Atleta dinamarquês triunfou, na 17ª etapa do Giro, e completou uma das mais fantásticas histórias de superação no ciclismo profissional.
O início humilde
Nascido na Dinamarca, um país com pouca montanha, e com poucos ciclistas de referência, Michael Valgren cresceu em Østerild, na costa oeste do territória dinamarquês. Foi por influência do pai que pegou na bicicleta, uma vez que este já tinha sido ciclista amador.
Apesar de algumas dificuldades no início da sua carreira, começou a destacar-se como junior. Tornou-se profissional em 2011, com 19 anos, com a equipa Glud & Marstrand–LRØ, com quem ganhou duas edições da Liège-Bastogne-Liège sub-23.
Vale a pena destacar que, antes de se destacar como ciclista no pelotão profissional, Michael Valgren trabalhou na mesma fábrica de peixe que Jonas Vingegaard, seu compatriota da Visma | LAB, na Dinamarca.
A glória dos primeiros anos
Três anos depois de se tornar profissional, chega ao WorldTour pela mão da Tinkoff–Saxo, uma das maiores equipas do mundo, onde, na altura, corriam nomes como Alberto Contador, ou o português Sérgio Paulinho, medalha de prata nos Jogos Olímpicos de 2004.
Ganhou os campeonatos nacionais logo nesse ano, e destacou-se como um rolador versátil muito útil para a equipa.
Quatro anos depois, quando corria pela Astana, teve a sua primeira grande época a nível individual, com vitórias nas míticas Omloop Het Nieuwsblad e Amstel Gold Race. Em 2021 volta a brilhar, com vitórias consecutivas nas clássicas de outono e o terceiro lugar nos campeonatos do mundo.
O acidente que quase lhe custou a vida
Em 2022, quando corria na estrutura da EF Education, o Michael Valgren sofreu uma gravíssima queda na Route d’Occitanie, uma corrida francesa em junho.
Quando o pelotão atravessava os Pirinéus, Valgren caiu de uma ravina de 10 metros, num acidente que quase lhe custou a vida. Sobreviveu, mas os danos foram extensos: anca deslocada, pelvis fraturada, e problemas nos ligamentos do joelho, com rutura do ACL, do MCL e do menisco.
O ciclista chegou a ter dúvidas sobre se voltaria a correr ao mais alto nível.
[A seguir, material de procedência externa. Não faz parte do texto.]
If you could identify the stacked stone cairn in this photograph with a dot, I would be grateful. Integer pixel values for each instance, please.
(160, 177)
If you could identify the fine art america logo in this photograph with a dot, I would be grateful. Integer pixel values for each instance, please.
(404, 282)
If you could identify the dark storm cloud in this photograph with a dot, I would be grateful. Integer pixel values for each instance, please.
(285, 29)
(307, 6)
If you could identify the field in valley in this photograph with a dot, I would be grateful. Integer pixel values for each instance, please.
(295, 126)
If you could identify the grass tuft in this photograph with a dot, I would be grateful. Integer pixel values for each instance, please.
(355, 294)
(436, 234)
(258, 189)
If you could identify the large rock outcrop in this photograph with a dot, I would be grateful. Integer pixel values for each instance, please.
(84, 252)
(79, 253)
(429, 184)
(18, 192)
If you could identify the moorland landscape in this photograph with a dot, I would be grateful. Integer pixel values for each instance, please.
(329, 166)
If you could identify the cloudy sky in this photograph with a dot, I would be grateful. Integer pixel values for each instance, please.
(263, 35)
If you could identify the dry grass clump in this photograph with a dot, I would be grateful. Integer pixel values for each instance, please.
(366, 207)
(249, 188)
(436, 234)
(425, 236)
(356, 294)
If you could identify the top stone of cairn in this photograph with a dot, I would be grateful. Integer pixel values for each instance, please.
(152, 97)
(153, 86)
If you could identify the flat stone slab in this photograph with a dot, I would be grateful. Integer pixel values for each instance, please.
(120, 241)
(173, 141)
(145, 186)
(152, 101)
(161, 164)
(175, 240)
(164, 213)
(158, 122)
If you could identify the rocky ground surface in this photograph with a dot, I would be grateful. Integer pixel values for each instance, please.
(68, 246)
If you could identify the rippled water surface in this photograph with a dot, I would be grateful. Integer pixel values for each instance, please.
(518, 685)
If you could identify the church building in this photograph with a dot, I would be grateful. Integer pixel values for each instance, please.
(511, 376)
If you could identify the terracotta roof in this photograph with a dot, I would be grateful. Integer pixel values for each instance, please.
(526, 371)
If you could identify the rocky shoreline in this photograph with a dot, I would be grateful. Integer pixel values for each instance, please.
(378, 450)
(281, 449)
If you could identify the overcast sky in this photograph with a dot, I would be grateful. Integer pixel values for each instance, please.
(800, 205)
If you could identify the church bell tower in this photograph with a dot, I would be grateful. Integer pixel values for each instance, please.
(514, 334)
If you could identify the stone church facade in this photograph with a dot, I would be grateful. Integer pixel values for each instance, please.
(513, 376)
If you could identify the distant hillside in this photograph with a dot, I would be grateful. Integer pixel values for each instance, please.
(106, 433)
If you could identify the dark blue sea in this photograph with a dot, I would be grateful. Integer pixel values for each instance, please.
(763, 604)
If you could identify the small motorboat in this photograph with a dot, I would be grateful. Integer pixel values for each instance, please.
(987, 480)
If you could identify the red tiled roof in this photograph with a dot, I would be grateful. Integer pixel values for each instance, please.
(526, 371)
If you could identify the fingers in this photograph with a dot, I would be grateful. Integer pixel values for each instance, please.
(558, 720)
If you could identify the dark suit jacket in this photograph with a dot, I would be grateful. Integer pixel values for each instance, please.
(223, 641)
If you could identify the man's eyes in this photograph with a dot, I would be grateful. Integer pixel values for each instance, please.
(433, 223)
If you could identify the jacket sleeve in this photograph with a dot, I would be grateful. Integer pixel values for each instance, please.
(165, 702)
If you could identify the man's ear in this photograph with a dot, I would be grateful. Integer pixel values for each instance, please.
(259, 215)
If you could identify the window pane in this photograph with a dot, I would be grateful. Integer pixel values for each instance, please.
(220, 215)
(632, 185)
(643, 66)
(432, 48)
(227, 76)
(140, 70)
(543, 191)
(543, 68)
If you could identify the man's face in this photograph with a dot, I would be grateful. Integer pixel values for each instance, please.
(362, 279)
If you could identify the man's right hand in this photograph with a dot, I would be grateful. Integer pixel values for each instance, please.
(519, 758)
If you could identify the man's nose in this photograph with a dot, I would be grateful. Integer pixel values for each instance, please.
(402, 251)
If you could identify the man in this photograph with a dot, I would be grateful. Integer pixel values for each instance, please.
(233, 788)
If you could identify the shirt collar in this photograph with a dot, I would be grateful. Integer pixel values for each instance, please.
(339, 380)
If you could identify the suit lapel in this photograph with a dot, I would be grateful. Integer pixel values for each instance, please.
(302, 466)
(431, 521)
Esteve oito meses de fora, mas, depois de um período de reabilitação extenso, aceitou descer para a equipa de desenvolvimento da EF Education, onde pode fazer o regresso à competição de forma mais controlada. Esse retorno aconteceu em 2023. Apesar desta decisão, a resiliencia e determinação de Valgren fizeram com que acabasse por correr quase exclusivamente pela equipa principal.
O regresso glorioso de Valgren
Depois do episódio que quase lhe tirou a vida, o dinamarquês voltou com toda a força ao pelotão do WorldTour, para se tornar num quasi-ciclista de culto.
Depois de boas prestações no Tour e no Giro em 2024 e 2025, o ciclista dinamarquês voltou ás vitórias no Tirreno-Adriatico, e completou uma belíssima história de superação com a vitória no Giro D’Italia, apenas o segundo triunfo desde a série que teve nas clássicas de outono, em Itália, em 2021, antes do acidente que lhe mudou a vida.
A bonita história da celebração no Giro
Quando chegou à meta da 17ª etapa do Giro D’Italia, isolado, depois de um ataque na fuga nos instantes finais da tirada, Michael Valgren mostrou um objeto verde que trazia consigo, e que aguçou a curiosidade dos adeptos da modalidade.
No final da etapa, o dinamarquês revelou que se tratava de uma bola Pokemon verde, oferecida pelo filho. O ciclista explicou que os seus rebentos já têm, agora, idade suficiente para perceber o desporto e que, de vez em quando, perguntam ao pai “porque já não ganha?”. O filho, que adora os desenhos animados, fez um amuleto da sorte para o pai, que, quiçá, acabou por funcionar. O ciclista acabou por dedicar a vitória ao seu filho.